Time to changeTime To Change is an organisation founded in England in 2007 to reduce mental health discrimination and the stigma around mental health issues. Time To Talk Day takes place in February each year, is an initiative by national charity Time To Change. The main focus of the day is to tackle mental health problems by …. well, the name’s on the tin, really … by talking about them.

It isn’t imperative that the conversation be specifically about mental health. I love easy chats over tea and biscuits as much as the next person, and think we underestimate the value of gentle, pleasant talk like this. Friendly conversation surely promoties good mental health and isn’t this as important as the more daunting conversation which feels it’s way into delicate enquiry about someone’s already possibly compromised health? I think they’re two sides of a coin. One side inevitably picks up the daily trivia - the minor niggles, disappointments and upsets before they grow into troubles and resentments. The other side is harder work, a difficult subject to broach, but compared to suffering and being stigmatised by a mental health problem, how tough can those first awkward words be?
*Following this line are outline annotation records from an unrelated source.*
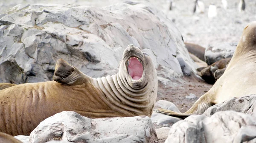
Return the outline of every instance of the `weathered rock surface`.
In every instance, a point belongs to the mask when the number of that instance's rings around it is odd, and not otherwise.
[[[24,136],[16,137],[20,139],[21,137],[26,143]],[[76,143],[154,143],[157,140],[148,117],[89,119],[72,111],[64,111],[47,118],[31,132],[29,138],[29,143],[51,140]]]
[[[195,73],[179,30],[148,2],[20,4],[0,14],[0,82],[51,80],[59,58],[93,77],[115,74],[129,44],[151,56],[160,76]]]
[[[211,107],[204,112],[204,114],[209,117],[218,112],[233,110],[256,116],[256,95],[248,95],[239,98],[233,98],[223,103]]]
[[[237,45],[237,43],[224,43],[210,45],[205,50],[205,62],[210,65],[221,59],[232,57]]]
[[[176,123],[165,143],[255,143],[256,131],[255,117],[221,111],[210,117],[191,115]]]

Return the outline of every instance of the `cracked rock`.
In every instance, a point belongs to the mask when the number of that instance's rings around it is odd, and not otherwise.
[[[89,119],[72,111],[63,111],[47,118],[29,136],[15,137],[24,143],[48,141],[65,143],[154,143],[158,140],[148,117]]]
[[[255,143],[256,118],[234,111],[192,115],[174,124],[166,143]]]
[[[205,62],[211,65],[221,59],[232,57],[237,45],[236,43],[224,43],[210,45],[205,50]]]
[[[92,77],[116,74],[130,44],[151,57],[159,76],[196,73],[178,29],[148,2],[20,4],[1,14],[0,23],[0,82],[51,80],[60,58]]]

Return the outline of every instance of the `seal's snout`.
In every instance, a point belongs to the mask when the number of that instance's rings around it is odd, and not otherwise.
[[[134,46],[132,44],[129,45],[128,45],[128,46],[127,46],[127,50],[128,51],[133,51],[134,50]]]

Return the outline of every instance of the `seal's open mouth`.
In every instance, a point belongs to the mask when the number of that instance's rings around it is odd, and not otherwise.
[[[140,59],[132,56],[130,57],[127,61],[128,73],[132,79],[138,80],[142,77],[143,66]]]

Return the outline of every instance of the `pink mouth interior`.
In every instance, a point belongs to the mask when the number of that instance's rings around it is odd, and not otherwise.
[[[128,72],[132,79],[137,80],[142,77],[143,66],[136,57],[132,57],[128,61]]]

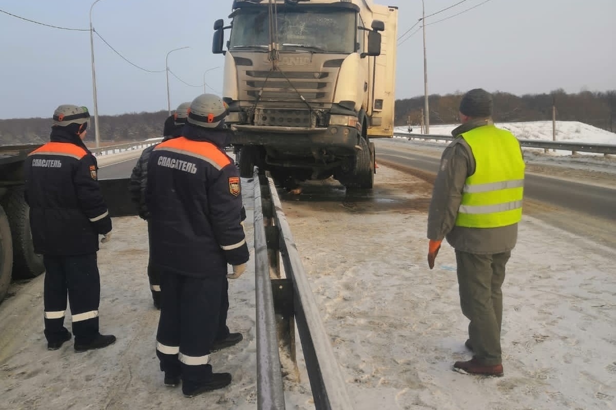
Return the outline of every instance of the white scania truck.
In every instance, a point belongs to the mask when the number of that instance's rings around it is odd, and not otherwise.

Cynics might question how much change a single day can realistically bring about, and they have a point. To make a real and lasting difference, Time to Talk Day 2019 needs to be just the start of a powerful enduring campaign to convince people to communicate - regularly. And for those in need to feel comfortable to speak out with the confidence they will be listened to and taken seriously.
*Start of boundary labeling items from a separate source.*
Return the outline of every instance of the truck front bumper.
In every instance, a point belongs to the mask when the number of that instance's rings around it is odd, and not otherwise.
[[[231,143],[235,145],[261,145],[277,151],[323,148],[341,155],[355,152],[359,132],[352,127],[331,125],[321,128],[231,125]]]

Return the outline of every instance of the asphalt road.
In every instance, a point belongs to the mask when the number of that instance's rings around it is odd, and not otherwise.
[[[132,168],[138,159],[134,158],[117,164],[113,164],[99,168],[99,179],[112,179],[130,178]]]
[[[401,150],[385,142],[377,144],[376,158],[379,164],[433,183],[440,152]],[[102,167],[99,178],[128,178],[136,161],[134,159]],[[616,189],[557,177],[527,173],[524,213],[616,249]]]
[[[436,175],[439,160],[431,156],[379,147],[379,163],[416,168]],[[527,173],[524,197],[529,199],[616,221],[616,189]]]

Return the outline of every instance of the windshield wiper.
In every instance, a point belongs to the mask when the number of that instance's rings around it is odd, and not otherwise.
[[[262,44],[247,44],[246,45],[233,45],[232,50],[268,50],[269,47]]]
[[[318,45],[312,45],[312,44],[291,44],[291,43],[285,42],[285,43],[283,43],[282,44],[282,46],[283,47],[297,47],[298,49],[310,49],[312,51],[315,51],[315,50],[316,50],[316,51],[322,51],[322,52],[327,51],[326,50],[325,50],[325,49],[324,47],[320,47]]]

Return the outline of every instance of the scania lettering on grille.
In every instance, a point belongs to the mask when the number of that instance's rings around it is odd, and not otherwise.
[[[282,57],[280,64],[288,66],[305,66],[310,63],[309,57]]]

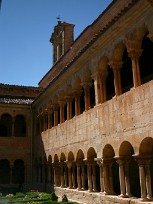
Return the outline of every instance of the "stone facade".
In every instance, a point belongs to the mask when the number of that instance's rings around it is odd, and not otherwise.
[[[74,42],[74,25],[55,26],[54,64],[30,105],[31,188],[84,204],[152,202],[152,6],[113,1]],[[65,25],[71,43],[56,53]]]

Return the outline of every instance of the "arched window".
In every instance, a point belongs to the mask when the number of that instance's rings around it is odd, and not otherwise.
[[[26,121],[23,115],[17,115],[14,122],[14,136],[25,137],[26,136]]]
[[[25,175],[24,161],[22,159],[17,159],[14,162],[14,167],[12,170],[13,183],[20,184],[20,185],[23,184],[24,175]]]
[[[10,164],[7,159],[0,160],[0,184],[10,183]]]
[[[0,121],[0,136],[12,136],[12,117],[9,114],[3,114]]]
[[[142,55],[140,57],[140,74],[142,84],[153,79],[153,42],[147,37],[148,33],[144,36],[142,41]]]

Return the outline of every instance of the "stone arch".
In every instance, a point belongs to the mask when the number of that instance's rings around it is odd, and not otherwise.
[[[14,136],[25,137],[26,136],[26,119],[22,114],[16,115],[14,121]]]
[[[106,144],[103,149],[103,158],[113,158],[115,156],[115,152],[113,147],[110,144]]]
[[[76,161],[83,160],[83,159],[84,159],[84,153],[81,149],[79,149],[76,155]]]
[[[22,159],[17,159],[14,161],[14,166],[12,170],[12,179],[14,184],[22,185],[24,183],[25,177],[25,166]]]
[[[130,142],[123,141],[119,148],[119,156],[132,156],[134,154],[134,150]]]
[[[141,42],[143,37],[145,36],[145,34],[147,33],[147,28],[146,26],[141,26],[141,27],[137,27],[135,28],[128,36],[128,38],[133,41],[133,42],[137,42],[138,45],[141,47]]]
[[[123,57],[123,52],[124,52],[124,49],[125,49],[125,44],[123,42],[119,42],[115,47],[114,47],[114,50],[113,50],[113,53],[112,53],[112,60],[115,60],[115,61],[122,61],[122,57]]]
[[[48,156],[48,163],[49,163],[49,164],[52,163],[52,156],[51,156],[51,155]]]
[[[61,162],[64,162],[66,161],[66,157],[65,157],[65,154],[62,152],[61,155],[60,155],[60,161]]]
[[[1,116],[0,121],[0,136],[10,137],[12,136],[12,116],[8,113],[4,113]]]
[[[72,151],[70,151],[70,152],[68,153],[68,161],[73,161],[73,160],[74,160],[74,154],[73,154]]]
[[[97,157],[97,153],[93,147],[90,147],[87,151],[87,159],[94,159]]]
[[[151,155],[153,154],[153,138],[146,137],[144,138],[139,147],[139,154],[140,155]]]
[[[0,184],[10,183],[10,162],[7,159],[0,160]]]
[[[108,58],[106,56],[102,56],[98,61],[97,69],[100,72],[107,73],[107,67],[108,67]]]
[[[72,81],[72,88],[73,90],[81,90],[81,79],[79,76],[75,76],[73,81]]]
[[[59,162],[59,158],[57,154],[54,155],[54,162]]]

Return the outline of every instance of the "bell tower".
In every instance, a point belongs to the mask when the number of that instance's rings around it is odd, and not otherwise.
[[[53,45],[53,64],[70,48],[74,40],[74,24],[58,21],[50,42]]]

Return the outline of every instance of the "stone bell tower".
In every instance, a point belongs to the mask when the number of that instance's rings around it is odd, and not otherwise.
[[[58,21],[50,42],[53,45],[53,64],[70,48],[74,40],[74,25]]]

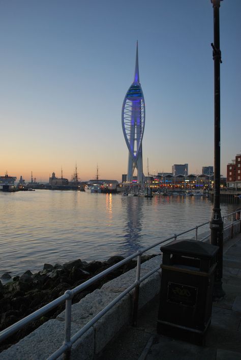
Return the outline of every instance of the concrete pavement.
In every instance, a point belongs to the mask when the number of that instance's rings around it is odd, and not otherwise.
[[[225,246],[223,298],[213,303],[205,345],[199,346],[158,334],[159,296],[140,312],[137,327],[125,327],[99,360],[240,360],[241,234]]]

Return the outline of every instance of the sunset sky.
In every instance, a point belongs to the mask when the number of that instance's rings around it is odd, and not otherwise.
[[[241,153],[240,0],[221,3],[221,168]],[[138,41],[143,171],[214,165],[210,0],[0,0],[0,175],[120,181]]]

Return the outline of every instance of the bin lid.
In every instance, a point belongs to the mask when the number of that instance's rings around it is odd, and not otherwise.
[[[207,258],[214,257],[218,250],[216,245],[191,240],[182,240],[161,247],[163,252]]]

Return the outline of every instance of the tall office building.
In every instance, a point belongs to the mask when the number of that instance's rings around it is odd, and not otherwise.
[[[143,180],[142,143],[145,126],[145,103],[139,78],[138,42],[134,81],[125,97],[122,122],[123,134],[129,150],[127,181],[132,181],[134,171],[136,169],[137,181],[139,185],[141,185]]]
[[[178,175],[188,175],[188,164],[174,164],[171,167],[171,172],[173,175],[177,176]]]
[[[213,174],[214,173],[214,167],[203,166],[202,173],[204,174],[204,175],[207,175],[208,176],[210,175],[213,175]]]

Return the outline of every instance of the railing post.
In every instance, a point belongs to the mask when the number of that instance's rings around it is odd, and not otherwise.
[[[232,223],[231,225],[231,238],[233,236],[233,214],[232,214]]]
[[[65,328],[64,345],[67,345],[70,347],[64,353],[63,359],[64,360],[69,360],[71,352],[71,344],[70,343],[71,337],[71,309],[74,293],[71,290],[67,290],[65,292],[65,294],[68,294],[69,297],[66,299],[65,302]]]
[[[132,318],[132,324],[135,327],[137,325],[137,315],[138,312],[138,302],[139,302],[139,289],[140,288],[140,265],[141,262],[141,253],[138,251],[139,255],[137,256],[137,264],[136,266],[136,286],[134,292],[134,301],[133,301],[133,313]]]
[[[241,210],[239,211],[239,232],[241,232]]]

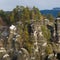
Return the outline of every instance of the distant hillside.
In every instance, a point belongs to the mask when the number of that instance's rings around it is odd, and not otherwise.
[[[53,8],[52,10],[41,10],[42,14],[52,14],[54,17],[57,17],[57,14],[60,12],[60,8]]]

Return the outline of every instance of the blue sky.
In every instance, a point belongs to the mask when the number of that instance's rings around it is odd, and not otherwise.
[[[40,10],[60,7],[60,0],[0,0],[0,9],[12,10],[16,5],[33,7]]]

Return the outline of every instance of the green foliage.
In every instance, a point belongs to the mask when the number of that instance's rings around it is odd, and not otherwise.
[[[58,13],[58,15],[57,15],[58,17],[60,17],[60,12]]]
[[[43,36],[44,36],[47,40],[49,40],[49,39],[51,38],[51,33],[50,33],[50,31],[47,29],[47,27],[43,25],[43,26],[41,26],[41,30],[42,30]]]
[[[51,44],[48,44],[47,47],[46,47],[46,53],[49,55],[51,53],[53,53],[53,49],[52,49],[52,45]]]

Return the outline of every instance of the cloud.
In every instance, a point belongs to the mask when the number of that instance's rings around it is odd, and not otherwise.
[[[0,9],[12,10],[16,5],[52,9],[60,7],[60,0],[0,0]]]

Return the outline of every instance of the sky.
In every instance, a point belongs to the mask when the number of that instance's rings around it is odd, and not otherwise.
[[[36,6],[39,10],[60,7],[60,0],[0,0],[0,10],[10,11],[19,6]]]

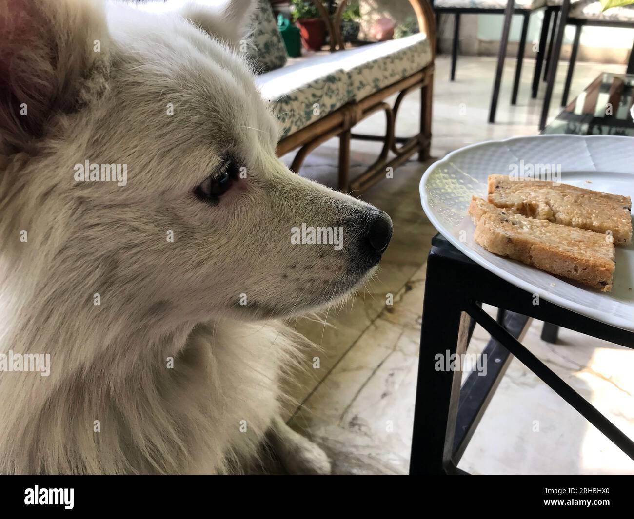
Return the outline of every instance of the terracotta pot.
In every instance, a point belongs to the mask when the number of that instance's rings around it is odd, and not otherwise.
[[[320,18],[303,18],[295,25],[299,28],[302,44],[310,51],[318,51],[326,41],[326,24]]]

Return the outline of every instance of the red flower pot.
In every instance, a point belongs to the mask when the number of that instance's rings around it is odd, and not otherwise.
[[[326,41],[326,24],[320,18],[303,18],[295,25],[299,29],[302,44],[311,51],[318,51]]]

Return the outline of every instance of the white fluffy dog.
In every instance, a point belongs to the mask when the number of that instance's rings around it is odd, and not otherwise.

The message that it’s always time to talk needs to be heard loud and clear. So let’s try putting down phones, switching off TVs and computers and forget about all the things we should be doing, mundane tasks that can wait.

Remember 1 in 4 people are likely to experience a mental health problem this year. By being generous and compassionate with your conversation, you WILL inevitably make a difference. I’m certainly ready to try.


About the author

Jackie Skipp is the Wellbeing Co-ordinator for ConnectWELL.

She has been employed by the organisation since April 2018; prior to this, she volunteered for ConnectWELL as an admin volunteer, and has volunteered for most of her life in many roles, predominantly for animal charities. Jackie has always lived in Rugby and although she harbours a deep yen to live near the sea, is worried she would miss Rugby too much. Her loves in life include family, live music and swimming, particularly outdoor swims.